Gott sei's geklagt...! Was bracht er uns das fremde Blut ins Haus? Das fremde Blut und den fremden Glauben. Und arm wie das Heimchen unterm Herd.«

In diesem Augenblicke stand Grete vor Trud, und ihre bis dahin niedergeschlagenen Augen blitzten in einem unheimlichen Feuer auf: »Was sagst du da von fremd und arm? Arm! Ich habe mir's von Reginen erzählen lassen. Sie kam aus einem Land, wo sie glücklich war, und hier hat sie geweint und sich zurückgesehnt, und vor Sehnsucht ist sie gestorben. Arm! Wer war arm? Wer? Ich weiß es. Du warst arm. Du!«

»Schweig«, sagte Gerdt.

»Ich schweige nicht. Was wollt ihr? Ich bin nicht euer Kind. Gott sei Dank, daß ich's nicht bin. Ich bin eure Schwester. Und ich wollt, ich wär auch das nicht. Auch das nicht. Verklagt mich. Geht hin, und erzählt ihm, was ich gesagt hab; ich werd ihm erzählen, was ich gehört hab, heute draußen im Wald und hundertmal hier in diesem seinem Haus. Oh, ich hab euch zischeln hören. Und ich weiß alles, alles. Ihr wartet auf seinen Tod. Streitet nicht. Aber noch lebt er, und solang er lebt, wird er mich schützen. Und ist er tot, so schütz ich mich selbst. Ja, ich schütze mich selbst. Hörst du, Trud.« Und sie ballte ihre kleinen Hände.

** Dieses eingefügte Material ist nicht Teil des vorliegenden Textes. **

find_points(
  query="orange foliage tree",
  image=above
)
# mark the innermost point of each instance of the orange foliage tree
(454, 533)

Trud, in ihrem Gewissen getroffen, erkannte, daß sie zu weit gegangen, während Grete plötzlich aller Scheu los und ledig war, die sie bis dahin vor ihrer Schwieger gehabt hatte. Sie hatte das Gefühl eines vollkommenen Sieges und stieg, in der Freude darüber, in den zweiten Stock hinauf. Oben fand sie Reginen und erzählte ihr alles, was unten geschehen.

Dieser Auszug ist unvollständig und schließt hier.